Aerial photographic interpretation (API) of 1:24,000 infrared photography was used in conjunction with field survey data to produce a community map for Wingecarribee Swamp to an accuracy of 82.4%. A total of sixteen plant community types and two physical classes were described using a hierarchical vegetation classification system developed in this study. This community map provided the base for selecting training sites and validating the classification of the multi- and hyperspectral imagery.
All image types evaluated in this study were unable to map all eighteen community types identified in the API. The results of the study showed that the spatial and spectral resolutions of the sensors played a major role in the classification accuracies achieved by each image type. The highest classification accuracy of 78.7% was produced by using spectral angle mapper (SAM) on a minimum noise fraction (MNF) transformation of the CASI imagery. However the CASI classification was only able to map ten of the eighteen community types. Landsat 7 ETM+ was considered inappropriate for mapping community types on the swamp due to its moderate spatial resolution. SPOT5 XI produced the highest classification accuracy from the two satellite sensors investigated in this study (72.5%). The spectral resolution of DSMV was the limiting factor in the separation of community types on the swamp, especially in the case of Salix cinerea (Willow). The best spectral separation of community types was found in the visible red to shortwave infrared wavelengths. Shortwave infrared bands were found only in the satellite sensors, Landsat 7 ETM+ and SPOT5.
The maximum likelihood classifier (MLC) was considered the best algorithm for mapping community types on the swamp when using multispectral data. The MLC performed very well when used on the CASI hyperspectral data, achieving only 0.5% less than the more intensive SAM technique when using the MNF image. The results of this study showed that the pre-processing techniques were more important in improving classification accuracies than the choice of classification algorithm. This was especially evident in the increase in classification accuracies when texture was used on the DSMV and MNF on the CASI. The further processing of data from its raw state increases the time required to produce classification maps.
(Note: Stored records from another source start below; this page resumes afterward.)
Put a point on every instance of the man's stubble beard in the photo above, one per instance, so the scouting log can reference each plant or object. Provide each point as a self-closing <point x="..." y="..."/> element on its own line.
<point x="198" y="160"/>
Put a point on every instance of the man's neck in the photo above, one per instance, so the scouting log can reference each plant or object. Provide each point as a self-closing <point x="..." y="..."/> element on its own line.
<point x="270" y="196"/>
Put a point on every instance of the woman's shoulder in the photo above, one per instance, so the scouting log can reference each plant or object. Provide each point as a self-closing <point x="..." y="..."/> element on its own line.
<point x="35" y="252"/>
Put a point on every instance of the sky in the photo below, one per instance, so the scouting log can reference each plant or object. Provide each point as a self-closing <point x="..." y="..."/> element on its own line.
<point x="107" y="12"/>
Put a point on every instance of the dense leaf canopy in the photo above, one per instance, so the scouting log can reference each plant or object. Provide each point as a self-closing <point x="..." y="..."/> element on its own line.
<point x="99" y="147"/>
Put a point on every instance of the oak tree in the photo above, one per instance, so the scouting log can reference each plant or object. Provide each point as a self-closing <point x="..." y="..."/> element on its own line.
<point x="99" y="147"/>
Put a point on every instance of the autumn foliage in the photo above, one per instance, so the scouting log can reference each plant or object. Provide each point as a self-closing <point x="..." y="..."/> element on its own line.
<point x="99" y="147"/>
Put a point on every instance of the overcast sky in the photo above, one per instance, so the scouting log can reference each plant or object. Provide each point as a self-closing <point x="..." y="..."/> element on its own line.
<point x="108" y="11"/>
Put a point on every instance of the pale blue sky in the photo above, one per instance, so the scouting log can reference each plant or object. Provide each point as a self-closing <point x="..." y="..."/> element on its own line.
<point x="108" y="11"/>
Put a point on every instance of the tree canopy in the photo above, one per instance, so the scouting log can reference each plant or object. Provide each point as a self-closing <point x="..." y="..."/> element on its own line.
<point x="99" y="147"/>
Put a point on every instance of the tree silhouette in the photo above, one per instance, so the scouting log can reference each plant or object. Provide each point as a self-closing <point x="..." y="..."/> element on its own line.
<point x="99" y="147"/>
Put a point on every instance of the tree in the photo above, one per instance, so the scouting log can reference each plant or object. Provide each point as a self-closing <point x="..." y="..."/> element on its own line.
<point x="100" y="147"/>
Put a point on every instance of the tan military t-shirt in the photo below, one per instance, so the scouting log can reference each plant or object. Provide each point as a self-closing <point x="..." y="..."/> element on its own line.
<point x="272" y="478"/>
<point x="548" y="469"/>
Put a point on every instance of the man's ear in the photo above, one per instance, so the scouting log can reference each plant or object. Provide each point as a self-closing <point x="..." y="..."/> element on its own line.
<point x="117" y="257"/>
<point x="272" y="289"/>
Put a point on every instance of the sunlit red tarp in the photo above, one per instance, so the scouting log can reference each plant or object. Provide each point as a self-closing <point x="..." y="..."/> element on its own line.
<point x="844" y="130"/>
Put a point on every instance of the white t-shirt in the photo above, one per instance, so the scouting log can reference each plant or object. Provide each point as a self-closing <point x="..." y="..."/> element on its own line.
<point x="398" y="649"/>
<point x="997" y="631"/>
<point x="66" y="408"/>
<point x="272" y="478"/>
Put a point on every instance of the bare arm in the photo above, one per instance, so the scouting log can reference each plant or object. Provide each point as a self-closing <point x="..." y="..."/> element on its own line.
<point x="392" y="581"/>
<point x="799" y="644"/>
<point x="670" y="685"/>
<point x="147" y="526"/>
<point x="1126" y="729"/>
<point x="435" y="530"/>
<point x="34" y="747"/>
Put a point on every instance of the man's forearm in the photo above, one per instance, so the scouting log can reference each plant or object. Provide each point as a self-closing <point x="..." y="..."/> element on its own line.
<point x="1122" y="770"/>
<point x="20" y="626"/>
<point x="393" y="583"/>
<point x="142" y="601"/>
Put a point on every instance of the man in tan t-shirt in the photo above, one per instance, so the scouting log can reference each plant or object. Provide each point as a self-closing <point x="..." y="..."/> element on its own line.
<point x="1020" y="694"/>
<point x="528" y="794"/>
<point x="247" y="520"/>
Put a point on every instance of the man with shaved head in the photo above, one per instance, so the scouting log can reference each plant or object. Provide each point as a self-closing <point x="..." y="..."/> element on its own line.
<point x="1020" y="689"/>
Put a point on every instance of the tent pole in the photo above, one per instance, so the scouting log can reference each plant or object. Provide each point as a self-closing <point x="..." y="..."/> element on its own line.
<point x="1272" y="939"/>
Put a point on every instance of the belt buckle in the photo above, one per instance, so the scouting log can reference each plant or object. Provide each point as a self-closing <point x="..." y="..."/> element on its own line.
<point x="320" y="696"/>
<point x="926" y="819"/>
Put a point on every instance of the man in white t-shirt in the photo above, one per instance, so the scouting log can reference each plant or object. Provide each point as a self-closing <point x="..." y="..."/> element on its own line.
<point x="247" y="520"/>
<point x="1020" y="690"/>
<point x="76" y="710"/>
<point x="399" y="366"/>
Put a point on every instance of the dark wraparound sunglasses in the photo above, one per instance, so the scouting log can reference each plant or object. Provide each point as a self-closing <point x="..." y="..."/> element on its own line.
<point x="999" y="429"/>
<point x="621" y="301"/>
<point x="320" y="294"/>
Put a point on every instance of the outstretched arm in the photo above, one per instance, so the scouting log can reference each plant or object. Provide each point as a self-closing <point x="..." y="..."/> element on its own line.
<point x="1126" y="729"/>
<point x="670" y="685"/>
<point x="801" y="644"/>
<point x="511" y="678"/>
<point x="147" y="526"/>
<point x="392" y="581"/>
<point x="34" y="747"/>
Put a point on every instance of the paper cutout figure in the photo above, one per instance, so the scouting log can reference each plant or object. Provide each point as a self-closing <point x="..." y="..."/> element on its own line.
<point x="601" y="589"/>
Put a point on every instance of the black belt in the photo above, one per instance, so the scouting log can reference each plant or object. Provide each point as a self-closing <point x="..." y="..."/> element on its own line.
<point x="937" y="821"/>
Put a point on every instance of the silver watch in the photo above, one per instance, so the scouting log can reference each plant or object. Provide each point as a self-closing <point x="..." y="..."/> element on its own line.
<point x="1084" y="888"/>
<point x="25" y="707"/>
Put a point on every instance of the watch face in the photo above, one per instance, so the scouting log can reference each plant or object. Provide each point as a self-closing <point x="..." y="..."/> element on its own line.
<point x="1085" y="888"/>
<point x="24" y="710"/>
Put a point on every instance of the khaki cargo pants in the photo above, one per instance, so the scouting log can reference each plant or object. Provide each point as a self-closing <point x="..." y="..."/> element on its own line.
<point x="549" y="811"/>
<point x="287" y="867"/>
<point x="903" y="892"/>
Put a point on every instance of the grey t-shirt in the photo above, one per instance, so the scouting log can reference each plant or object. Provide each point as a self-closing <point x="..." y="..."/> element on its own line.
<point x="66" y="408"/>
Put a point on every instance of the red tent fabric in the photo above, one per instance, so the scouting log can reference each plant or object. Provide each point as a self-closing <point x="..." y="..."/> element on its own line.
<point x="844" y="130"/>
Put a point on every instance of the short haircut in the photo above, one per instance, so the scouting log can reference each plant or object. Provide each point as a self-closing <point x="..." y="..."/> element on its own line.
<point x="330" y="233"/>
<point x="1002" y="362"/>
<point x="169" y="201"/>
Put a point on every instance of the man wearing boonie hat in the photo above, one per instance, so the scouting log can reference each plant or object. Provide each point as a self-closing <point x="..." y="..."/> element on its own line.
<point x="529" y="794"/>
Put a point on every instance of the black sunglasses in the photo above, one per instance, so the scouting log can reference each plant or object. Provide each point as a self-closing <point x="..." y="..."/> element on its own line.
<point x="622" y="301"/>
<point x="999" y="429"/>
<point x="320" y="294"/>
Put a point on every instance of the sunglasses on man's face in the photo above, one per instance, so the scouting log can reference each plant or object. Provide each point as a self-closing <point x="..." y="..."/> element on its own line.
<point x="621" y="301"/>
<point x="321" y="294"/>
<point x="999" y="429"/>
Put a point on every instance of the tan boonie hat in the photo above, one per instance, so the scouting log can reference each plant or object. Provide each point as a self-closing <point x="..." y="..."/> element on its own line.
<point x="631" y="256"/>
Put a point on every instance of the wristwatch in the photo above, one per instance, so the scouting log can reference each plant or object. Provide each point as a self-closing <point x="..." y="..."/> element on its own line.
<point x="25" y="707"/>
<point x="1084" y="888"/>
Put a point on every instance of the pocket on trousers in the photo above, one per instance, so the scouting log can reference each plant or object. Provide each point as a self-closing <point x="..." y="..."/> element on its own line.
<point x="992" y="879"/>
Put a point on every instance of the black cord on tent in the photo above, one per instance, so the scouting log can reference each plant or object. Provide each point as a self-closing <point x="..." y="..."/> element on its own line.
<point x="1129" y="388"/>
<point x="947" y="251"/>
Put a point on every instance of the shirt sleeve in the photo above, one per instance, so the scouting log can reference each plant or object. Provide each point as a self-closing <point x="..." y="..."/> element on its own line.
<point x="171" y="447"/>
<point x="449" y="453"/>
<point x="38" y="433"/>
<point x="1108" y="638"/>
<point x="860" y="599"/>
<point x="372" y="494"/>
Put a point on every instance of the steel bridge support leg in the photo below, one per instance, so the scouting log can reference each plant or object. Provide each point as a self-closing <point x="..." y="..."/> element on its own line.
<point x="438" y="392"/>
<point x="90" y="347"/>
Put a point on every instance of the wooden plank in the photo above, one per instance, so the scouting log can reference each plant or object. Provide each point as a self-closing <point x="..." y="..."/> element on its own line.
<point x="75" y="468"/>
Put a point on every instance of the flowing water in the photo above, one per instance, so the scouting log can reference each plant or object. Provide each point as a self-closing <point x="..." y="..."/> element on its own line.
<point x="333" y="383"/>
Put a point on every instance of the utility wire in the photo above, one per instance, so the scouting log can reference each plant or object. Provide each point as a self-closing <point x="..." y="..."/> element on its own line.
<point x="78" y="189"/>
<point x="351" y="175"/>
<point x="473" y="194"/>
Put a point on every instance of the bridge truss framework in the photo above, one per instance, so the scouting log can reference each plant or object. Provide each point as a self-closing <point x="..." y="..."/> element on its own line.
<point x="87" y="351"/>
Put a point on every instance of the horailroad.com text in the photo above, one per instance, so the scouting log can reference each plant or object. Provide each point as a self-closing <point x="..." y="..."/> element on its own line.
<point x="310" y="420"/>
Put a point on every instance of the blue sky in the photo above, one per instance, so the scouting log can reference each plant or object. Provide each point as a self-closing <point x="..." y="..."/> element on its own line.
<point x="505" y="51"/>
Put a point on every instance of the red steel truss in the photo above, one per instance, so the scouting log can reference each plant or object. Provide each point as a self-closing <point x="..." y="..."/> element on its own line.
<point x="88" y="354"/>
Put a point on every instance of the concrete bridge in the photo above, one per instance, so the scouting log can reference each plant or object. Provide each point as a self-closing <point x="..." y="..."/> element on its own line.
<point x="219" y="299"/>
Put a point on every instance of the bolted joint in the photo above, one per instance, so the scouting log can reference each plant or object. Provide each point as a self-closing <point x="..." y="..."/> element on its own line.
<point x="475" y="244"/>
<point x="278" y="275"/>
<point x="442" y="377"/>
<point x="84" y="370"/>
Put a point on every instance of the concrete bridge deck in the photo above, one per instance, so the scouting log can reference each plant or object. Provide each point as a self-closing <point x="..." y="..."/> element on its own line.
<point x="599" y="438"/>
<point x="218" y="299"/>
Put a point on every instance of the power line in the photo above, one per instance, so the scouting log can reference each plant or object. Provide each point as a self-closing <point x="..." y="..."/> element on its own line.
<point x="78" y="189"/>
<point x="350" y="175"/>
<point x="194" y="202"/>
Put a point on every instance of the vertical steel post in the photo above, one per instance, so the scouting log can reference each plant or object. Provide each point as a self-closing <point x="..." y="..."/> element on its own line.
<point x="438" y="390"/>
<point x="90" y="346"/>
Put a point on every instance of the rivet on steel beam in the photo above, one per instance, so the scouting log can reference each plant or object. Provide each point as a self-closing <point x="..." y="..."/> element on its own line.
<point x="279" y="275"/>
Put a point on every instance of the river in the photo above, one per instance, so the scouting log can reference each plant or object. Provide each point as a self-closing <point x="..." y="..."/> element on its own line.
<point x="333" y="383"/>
The increase in accuracy must be weighted against the time to get from image capture to resulting classification map.
The cost/benefit analysis of the results of this study demonstrated the importance of evaluating a range of technologies and techniques in developing a framework for monitoring medium-term projects. Although the classification of CASI SAM-MNF produced the best overall accuracy result, it was only 2.7% better than the DSMV, but at an extra cost of $33,000. Similarly, an additional 3.5% accuracy was achieved using DSMV instead of SPOT5 at double the cost.
The evaluation of remotely sensed imagery for mapping community types on Wingecarribee Swamp presented a framework for monitoring several key actions under the Wingecarribee Swamp and Special Area Plan of Management. This study has shown that high spatial and spectral resolution imagery was required to accurately map community types on the swamp. However, the sensors evaluated in this study did not produce classification accuracies that were considered acceptable for monitoring community types.
Future studies should evaluate remotely sensed imagery that has a spatial resolution of less than 10m and spectral bands that include a shortwave infrared wavelength for better discrimination of community types. The capture of SPOT5 10m XI and panchromatic 5m data simultaneously could provide the most cost effective dataset for monitoring the ecological integrity of the swamp due to its high spatial resolution and inclusion of a shortwave infrared band.